麗奈ちゃんが笑って瞳ちゃんも嬉しくなっていたときに、背の高い男の子が麗奈ちゃんにわざとぶつかっていった。麗奈ちゃんのお兄ちゃんだった。鞄を逆手に持っていた。隣のお友達は寝ぐせなのか何なのかよくわからない、ぐしゃぐしゃとした髪型をしていた.
「お兄ちゃんねー、最近ハンコ―キでレーナのこと嫌いなの」麗奈ちゃんはまるで「お兄ちゃんねー、チュウガクセーなの」とでも言うように、あっさりと言った。瞳ちゃんは自分がくノ一のように麗奈ちゃんのお兄ちゃんに飛びかかって刀で背中をブスリと突き刺しやっつけるところを想像した。

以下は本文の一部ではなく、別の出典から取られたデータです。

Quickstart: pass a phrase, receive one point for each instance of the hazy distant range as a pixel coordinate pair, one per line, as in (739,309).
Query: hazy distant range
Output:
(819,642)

今日は短縮授業だからお昼には学校が終わった。家に帰ると、ナンバおじさんとナンバおばさんがいた。ナンバに住んでいるからナンバおじさんとナンバおばさんだ。ナンバおじさんは瞳ちゃんのお父さんの弟だ。ナンバおじさんとナンバおばさんは結婚していないが、ずっと一緒に暮らしている。ナンバおじさんは「サルトルとボーヴォワールみたいなものさ」と言い、ナンバおばさんは「結婚というのは男が女を搾取するための制度にすぎないのよ」と言い、瞳ちゃんのお母さんは「事実婚でしょ。お金がないから」と言い、お父さんは「昔から責任感のない奴だった。いい歳してみっともない。身内として恥ずかしい」と言っていた。瞳ちゃんはお父さんお母さんがおじさんたちのことを言うときの表情を見て、ナンバおじさんとナンバおばさんは「ちがう世界の人たち」なのだと思っていた。実際に「ナンバ」は瞳ちゃんにとって外国と同じだった。行ったことがないし、これから先行くことがあるかもしれないと想像することさえなかった。瞳ちゃんの世界は家族のいる家、麗奈ちゃんたちと行く学校、近所の池と公園だけでなっていた。「ナンバ」はただ三つ文字が並んだものでしかなく、何の意味も持っていなかった。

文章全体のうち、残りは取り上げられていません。